Rabian ibadetin fikriyatında: Hutbele-rin matbu şekilleri kâfi değildir. Hitabet kıraatten ayrı bir şeydir; hutbelerde mühim olan mahiyet, doğrudan doğruya ilmî, yahut iktisadî fikirler değil, doğrudan doğruya dinî olan kıymetler ve ma'kulelerdir.46"
Hayatın bütün öteki alanlarında yer alan aktif gelişme sürecine dini de uydurma47 amacı taşıyan bu reform planı, o dönem için çok radikal bulunmuş ve devlet komisyonu dağıtmak zorunda kalmıştır. Ancak şunu rahatlıkla söyleyebiliriz ki, bu reform planı devlet tarafından ezanı Türkçeye ve camiileri meyhaneye çevirecek kadar daha radikal bir seyir içinde uygulanmıştır. Asırlardan beri ilahî dille okunan ezana ve ibadete alışmış millet ve aydınlar nezdinde bu hareket tepki ile karşılanmıştır.
Bediüzzaman Said Nursî de Mektubat isimli eserinde ezan ve ibadet dilinin millîleştirilmesini savunanlara şiddetle karşı çıkmaktadır. "Ehl-ı ilhada kapılan ulemâü's-sû', milleti aldatmak için diyorlar ki: İmam-ı Âzam, sair imamlara muhalif olarak demiş ki: İhtiyaç olsa, diyâr-ı baîdede, Arabî hiç bilmeyenlere, ihtiyaç derecesine göre, Fâtiha yerine Fârisî tercümesi cevâzı var. öyle ise, biz de muhtâcız, Türkçe okuyabiliriz?48
Said Nursî bu soruya, böyle bir şeyin ancak İslam ülkelerinden uzak kalındığında, ihtiyac-ı hakikiye binâen ve cennet ehlinin lisanı sayılan Farisî lisanıyla yalnızca Fatiha'ya mahsus olarak verileceğini belirtir. O, bu hususta cevaz gösterenleri ve bu fetvayı millî din oluşturma yolunda kullananları karşılaştırır ve millî din teorisyenleri ve mimarları hakkındaki görüşlerini şu nihaî hükmü koyarak tamamlamaktadır: "(Fatiha'nın Farsça okunmasına) kuvvet-i îmândan gelen bir hamiyet-i İslâmiye ile, maânî-i mukaddesenin, avâmın tefehhümüne medâr olmak için cevâz gösterilmiş. Halbuki zaaf-ı îmândan gelen ve menfî fikr-i milliyetten çıkan ve lisân-ı Arabîye karşı-nefret ve zaaf-ı îmândan tevellüd eden meyl-i tahrip sâikasıyla tercüme edip, Arabî aslını terk etmek, dini terk etmektir.49"

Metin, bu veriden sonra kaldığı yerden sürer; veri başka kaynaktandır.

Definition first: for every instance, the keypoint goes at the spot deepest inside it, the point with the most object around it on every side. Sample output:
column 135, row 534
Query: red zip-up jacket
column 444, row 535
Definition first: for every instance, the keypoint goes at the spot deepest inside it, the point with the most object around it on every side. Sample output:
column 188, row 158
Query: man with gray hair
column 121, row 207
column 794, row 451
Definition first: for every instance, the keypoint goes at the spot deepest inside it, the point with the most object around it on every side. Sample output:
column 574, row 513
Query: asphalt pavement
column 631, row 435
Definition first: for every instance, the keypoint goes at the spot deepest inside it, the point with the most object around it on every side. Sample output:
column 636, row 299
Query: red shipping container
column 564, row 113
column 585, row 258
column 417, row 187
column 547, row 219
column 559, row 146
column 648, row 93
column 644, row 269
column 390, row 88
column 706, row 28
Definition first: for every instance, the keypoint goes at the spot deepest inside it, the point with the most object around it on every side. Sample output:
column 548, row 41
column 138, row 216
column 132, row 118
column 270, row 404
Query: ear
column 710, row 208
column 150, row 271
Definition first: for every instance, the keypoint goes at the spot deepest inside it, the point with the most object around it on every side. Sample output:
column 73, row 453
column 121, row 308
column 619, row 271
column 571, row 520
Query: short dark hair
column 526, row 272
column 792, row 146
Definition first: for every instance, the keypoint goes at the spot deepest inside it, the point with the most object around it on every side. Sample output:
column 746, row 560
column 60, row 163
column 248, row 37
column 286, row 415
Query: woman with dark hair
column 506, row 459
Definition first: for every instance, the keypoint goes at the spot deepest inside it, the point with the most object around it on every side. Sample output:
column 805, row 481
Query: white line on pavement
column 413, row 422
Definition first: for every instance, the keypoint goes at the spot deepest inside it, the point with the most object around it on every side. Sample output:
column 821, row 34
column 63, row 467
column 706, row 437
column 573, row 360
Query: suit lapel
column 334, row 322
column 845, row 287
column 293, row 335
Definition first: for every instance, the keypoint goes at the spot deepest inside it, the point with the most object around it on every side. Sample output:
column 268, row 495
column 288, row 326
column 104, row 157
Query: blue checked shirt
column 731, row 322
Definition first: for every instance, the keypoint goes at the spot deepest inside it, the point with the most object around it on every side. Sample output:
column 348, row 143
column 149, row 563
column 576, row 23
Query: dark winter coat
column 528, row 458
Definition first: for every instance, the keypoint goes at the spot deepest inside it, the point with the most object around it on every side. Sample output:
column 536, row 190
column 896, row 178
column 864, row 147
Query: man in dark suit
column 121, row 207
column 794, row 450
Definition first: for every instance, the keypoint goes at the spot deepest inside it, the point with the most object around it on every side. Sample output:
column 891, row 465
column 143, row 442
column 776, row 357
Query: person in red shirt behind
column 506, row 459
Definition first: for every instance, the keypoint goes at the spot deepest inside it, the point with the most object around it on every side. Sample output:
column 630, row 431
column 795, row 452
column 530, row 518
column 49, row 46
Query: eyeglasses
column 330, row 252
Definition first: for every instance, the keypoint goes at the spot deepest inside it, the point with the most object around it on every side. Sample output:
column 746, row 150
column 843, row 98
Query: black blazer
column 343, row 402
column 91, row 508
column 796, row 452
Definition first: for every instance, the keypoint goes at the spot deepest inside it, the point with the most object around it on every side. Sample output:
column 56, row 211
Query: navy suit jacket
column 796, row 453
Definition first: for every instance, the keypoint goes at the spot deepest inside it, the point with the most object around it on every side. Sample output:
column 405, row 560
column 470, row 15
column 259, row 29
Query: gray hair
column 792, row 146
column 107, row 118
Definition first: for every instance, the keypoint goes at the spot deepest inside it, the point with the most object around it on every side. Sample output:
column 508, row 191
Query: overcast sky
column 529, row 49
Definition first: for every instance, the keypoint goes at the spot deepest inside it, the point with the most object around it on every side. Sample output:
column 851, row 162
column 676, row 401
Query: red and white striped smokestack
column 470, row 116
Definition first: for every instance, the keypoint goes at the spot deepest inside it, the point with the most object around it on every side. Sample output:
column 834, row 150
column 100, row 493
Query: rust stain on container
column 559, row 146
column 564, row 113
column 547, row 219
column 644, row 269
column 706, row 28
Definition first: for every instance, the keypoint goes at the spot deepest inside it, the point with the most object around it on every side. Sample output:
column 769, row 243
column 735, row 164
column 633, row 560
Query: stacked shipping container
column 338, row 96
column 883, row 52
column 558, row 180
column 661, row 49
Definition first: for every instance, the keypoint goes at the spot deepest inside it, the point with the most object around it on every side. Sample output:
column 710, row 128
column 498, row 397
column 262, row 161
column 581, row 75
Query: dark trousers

Millî din oluşturma gayretlerinin en radikali 1934 yılında A. İbrahim'den gelmiştir. Onun "Millî Din Duygusu ve Öz Türk Dini" isimli kitabı basımından hemen sonra toplatıldığı için hem yazar hem de eser hakkında fazla bilgimiz yoktur. Eserin Beyrut'ta 1937 yılında Türk basını hakkında çıkan İngilizce özeti daha sonraları Almanca'ya çevrilmiştir. Nihayet bu özet, Almanca çevirisine sadık kalınarak Turgut Akpınar tarafından Türkçe'ye tercüme edilmiştir. Eserin orjinalini bizim de aradığımızı fakat bulamadığımızı üzüntüyle belirtmeliyiz. Ancak Akpınar ile hususî konuşmamızda, onun yazar hakkındaki intibaanı ilginç bulduk. Ona göre bu eser Rum veya Ermeni biri tarafından yazılmıştır. Böyle olsa bile eserinden, A. İbrahim'in kendini Türk gibi hissettiği anlaşılmaktadır.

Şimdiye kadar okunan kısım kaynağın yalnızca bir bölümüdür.